An Indoor Positioning Algorithm Based on Particle Filter and Neighbor-Guided Particle Optimization for Wireless Sensor Networks

In order to achieve accurate and robust indoor position estimation in a wireless sensor network using particle filtering (PF)-based positioning algorithms, particle impoverishment, a problem that aroused from the traditional replicating-and-replacing resampling operation, must be well addressed. The loss of particle diversity not only degrades positioning accuracy but can also result in filtering divergence. To address this problem, this article proposes an adaptive neighbor-guided particle optimization strategy to substitute the traditional resampling operation. The strategy optimizes the distribution of the posterior particles through three steps: neighbor radius calculation, true neighbor identification, and neighbor-guided attraction. The proposed strategy is then integrated into the PF framework to form a novel positioning algorithm referred to as adaptive neighbor-guided particle optimization-based PF algorithm (ANPOPF).
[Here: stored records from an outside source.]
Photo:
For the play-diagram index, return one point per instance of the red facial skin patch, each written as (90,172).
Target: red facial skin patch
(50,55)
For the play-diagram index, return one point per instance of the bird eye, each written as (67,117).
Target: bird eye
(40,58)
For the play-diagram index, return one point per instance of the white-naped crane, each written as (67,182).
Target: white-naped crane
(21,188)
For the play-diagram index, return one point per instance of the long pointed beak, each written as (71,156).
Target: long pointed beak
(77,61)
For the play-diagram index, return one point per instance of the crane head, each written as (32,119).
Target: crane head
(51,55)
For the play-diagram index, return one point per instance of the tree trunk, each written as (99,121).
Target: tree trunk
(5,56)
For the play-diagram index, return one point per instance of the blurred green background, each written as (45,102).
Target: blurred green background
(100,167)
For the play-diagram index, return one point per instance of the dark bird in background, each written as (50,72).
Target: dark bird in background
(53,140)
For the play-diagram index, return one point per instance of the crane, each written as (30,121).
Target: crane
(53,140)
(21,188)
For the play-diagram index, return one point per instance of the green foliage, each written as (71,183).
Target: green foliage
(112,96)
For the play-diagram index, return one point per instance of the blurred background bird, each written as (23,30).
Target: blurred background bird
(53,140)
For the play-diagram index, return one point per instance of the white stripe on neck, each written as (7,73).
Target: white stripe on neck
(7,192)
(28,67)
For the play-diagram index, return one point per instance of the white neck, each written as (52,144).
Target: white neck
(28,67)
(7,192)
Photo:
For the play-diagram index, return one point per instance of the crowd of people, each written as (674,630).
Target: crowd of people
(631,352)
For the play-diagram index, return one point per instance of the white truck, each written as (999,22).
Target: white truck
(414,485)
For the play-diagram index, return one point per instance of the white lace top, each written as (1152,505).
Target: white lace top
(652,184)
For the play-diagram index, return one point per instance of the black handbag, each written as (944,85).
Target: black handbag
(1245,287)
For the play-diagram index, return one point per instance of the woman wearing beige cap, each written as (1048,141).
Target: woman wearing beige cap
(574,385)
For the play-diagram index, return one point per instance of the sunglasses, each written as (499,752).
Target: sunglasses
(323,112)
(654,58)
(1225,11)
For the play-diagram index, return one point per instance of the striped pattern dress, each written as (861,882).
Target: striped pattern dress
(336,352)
The test results show that the integration of the proposed particle optimization strategy considerably enhances the robustness of the PF algorithm, mitigating the effects of particle impoverishment. With the aid of the strategy, the ANPOPF algorithm achieves higher positioning accuracy compared to several existing positioning algorithms. Moreover, the ANPOPF algorithm owns an affordable computation load for most real-time applications.